J'ai toujours apprécié la franchise de Roshe, mais là, il en fait carrément trop. Peut-être est-ce la fatigue, mais je n'ai absolument rien fait pour qu'il s'exaspère ainsi sur moi. Je serre les dents.
— Et toi, tu m'expliques ton humeur de bouledogue ?
— Kyrel, j'ai consacré un week-end entier à t'apprendre une langue que je connais de fond en comble, maugrée-t-il en me fusillant du regard. Alors la moindre des choses serait de me ramener au moins quelques bonnes notes ! Merde, tu crois que ça m'amuse, moi ? Tu crois pas que j'aurais aimé foutre autre chose, samedi dernier ?
— Non mais c'est quoi ton problème ? je riposte d'un ton cinglant. D'où tu me parles comme ça ?
— Ça fait une semaine Ky, que je t'apprends les règles que l'on voit au collège. Au collège, merde. Alors ne viens pas me reprocher d'être légèrement contrarié.
Il commence à s'agiter. Ses doigts disparaissent dans les manches de son sweat avant d'être portés à sa bouche. Le visage froid, l'expression fermée : clairement, il ne peut plus me saquer. Mais que s'est-il donc passé pour qu'il soit de si mauvais poil ? Ça me dépasse.
— Alors ne viens pas me reprocher d'être dyslexique. Je fais de mon mieux, tu sais, je marmonne en agrippant le volant.
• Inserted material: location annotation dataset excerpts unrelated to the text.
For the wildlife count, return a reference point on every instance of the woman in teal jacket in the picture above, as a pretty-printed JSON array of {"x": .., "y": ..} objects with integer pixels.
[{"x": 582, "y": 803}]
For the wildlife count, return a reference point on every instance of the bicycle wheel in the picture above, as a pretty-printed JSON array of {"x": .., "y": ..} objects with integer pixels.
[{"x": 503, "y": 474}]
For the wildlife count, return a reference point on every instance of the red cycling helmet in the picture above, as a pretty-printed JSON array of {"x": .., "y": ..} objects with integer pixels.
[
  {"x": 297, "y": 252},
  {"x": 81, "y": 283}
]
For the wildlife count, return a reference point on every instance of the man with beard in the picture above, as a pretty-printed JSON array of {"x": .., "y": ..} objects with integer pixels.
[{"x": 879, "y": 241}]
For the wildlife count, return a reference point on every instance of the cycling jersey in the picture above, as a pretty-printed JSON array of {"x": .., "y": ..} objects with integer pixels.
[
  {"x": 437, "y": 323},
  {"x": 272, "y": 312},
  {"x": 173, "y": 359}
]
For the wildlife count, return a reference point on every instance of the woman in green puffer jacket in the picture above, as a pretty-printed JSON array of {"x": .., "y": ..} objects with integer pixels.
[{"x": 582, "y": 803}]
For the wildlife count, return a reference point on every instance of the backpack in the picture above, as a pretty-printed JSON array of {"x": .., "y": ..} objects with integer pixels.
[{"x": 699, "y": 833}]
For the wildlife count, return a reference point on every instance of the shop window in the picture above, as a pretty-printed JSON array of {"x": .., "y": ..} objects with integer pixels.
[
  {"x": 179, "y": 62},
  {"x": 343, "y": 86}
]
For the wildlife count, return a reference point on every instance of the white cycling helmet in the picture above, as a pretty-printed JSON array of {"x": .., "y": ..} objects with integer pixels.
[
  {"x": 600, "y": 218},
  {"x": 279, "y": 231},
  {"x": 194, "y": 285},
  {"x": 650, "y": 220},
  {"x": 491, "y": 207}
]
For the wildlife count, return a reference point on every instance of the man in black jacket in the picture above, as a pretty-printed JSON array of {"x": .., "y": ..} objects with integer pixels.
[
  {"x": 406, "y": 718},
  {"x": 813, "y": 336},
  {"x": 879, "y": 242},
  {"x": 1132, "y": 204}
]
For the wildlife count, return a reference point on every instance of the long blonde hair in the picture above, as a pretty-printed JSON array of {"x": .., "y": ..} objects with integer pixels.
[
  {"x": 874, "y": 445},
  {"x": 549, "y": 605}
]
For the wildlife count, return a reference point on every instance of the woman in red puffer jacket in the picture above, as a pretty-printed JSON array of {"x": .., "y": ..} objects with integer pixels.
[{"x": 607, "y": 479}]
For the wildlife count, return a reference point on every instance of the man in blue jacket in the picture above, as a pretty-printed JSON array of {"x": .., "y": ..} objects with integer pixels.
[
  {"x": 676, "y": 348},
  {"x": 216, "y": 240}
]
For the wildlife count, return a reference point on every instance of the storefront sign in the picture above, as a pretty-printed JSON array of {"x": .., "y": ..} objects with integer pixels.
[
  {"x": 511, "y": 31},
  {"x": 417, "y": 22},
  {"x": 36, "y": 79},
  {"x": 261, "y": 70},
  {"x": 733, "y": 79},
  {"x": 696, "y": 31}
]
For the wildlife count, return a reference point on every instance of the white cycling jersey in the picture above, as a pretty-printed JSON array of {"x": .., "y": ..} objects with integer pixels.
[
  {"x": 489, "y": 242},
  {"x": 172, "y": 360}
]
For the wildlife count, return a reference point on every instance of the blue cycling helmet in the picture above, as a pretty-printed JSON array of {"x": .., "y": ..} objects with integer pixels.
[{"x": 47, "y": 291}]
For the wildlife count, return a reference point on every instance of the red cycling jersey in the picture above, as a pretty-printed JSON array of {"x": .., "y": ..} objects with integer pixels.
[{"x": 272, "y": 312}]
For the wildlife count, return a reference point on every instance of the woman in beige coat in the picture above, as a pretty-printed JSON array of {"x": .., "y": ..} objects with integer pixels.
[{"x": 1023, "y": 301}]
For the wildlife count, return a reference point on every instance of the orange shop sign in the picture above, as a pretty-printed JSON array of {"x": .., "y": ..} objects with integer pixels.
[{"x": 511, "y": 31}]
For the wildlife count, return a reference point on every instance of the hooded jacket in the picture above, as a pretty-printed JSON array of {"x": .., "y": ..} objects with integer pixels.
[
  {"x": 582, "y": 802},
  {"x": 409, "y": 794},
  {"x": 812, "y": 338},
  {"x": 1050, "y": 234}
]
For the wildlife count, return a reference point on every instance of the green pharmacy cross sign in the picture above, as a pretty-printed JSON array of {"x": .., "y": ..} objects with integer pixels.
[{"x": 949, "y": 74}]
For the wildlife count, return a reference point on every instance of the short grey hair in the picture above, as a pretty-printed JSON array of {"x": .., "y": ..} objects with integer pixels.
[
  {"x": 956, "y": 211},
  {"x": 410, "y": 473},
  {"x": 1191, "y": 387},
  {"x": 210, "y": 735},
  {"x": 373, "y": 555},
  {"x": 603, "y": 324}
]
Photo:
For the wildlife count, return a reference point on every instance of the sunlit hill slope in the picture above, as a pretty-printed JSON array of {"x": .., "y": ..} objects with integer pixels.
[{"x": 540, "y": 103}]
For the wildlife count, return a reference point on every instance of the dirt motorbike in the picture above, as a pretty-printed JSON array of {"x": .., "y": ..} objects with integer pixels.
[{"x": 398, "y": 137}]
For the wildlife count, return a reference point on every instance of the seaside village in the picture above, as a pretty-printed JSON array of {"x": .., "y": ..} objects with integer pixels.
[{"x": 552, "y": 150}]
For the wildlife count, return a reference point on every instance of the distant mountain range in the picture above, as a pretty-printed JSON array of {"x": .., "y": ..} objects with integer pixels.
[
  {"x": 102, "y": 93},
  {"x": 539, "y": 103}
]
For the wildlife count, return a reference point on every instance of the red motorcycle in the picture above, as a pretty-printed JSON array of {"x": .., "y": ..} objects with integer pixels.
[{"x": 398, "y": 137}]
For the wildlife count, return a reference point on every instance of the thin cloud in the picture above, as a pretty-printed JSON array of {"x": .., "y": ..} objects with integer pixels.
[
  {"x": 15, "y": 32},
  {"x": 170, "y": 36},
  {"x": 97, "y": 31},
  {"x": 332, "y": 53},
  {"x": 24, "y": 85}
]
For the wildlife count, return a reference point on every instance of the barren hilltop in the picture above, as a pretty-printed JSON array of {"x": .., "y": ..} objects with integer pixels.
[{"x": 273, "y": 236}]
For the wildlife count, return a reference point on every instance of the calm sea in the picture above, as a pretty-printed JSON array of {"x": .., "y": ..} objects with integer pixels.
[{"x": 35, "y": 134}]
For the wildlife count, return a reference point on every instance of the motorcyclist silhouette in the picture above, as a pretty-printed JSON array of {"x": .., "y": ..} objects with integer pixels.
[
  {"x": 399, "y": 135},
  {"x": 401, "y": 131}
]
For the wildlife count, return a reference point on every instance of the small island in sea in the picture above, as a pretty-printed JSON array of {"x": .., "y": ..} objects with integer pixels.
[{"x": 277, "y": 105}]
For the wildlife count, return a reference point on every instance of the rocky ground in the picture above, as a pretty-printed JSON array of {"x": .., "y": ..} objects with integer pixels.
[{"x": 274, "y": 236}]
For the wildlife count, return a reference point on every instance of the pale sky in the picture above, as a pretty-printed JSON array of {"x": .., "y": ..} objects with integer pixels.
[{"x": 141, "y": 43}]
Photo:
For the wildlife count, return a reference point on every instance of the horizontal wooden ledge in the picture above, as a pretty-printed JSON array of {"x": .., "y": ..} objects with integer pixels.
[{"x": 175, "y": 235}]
Son regard s'éclaircit soudain :
— Attends, quoi ? Tu pouvais pas me le dire plus tôt ?
— Je rêve ou tu vas aussi m'engueuler pour ça ? je m'exclame en riant jaune. Vu mes note en langue, t'aurais dû t'en douter.
— Mais quel...
Un soupir traverse ses lèvres.
— Donne-moi ton devoir, il ajoute après quelques secondes de silence.
— Hein ?
— Le sujet de ton DM. Passe-le moi. Je te le fais pour demain. Huit heures moins cinq, derrière le gymnase. »
La paume tendue, Roshe est sur le qui-vive, prêt à sortir. Ses yeux évitent les miens, ce qui fait peser entre nous le genre de malaise que personne ne souhaite partager. Je finis par lui céder mon devoir.
Comme je l'avais deviné, il saute de son siège et ouvre la portière, paré à s'éclipser. Mais à peine se retrouve-t-il sur le trottoir qu'une lueur de doute traverse son regard. Il m'observe. Il me fixe, un peu perdu et les traits immobiles. Cela fait la deuxième fois qu'il perd ses moyens de cette façon là.
« Bonne nuit Leryk. »
Le moteur vrombit. Le corps prudent de Roshe s'avance dans la nuit, franchit son portillon, et un éclair blanc lui caresse les dents lorsque je passe à sa hauteur.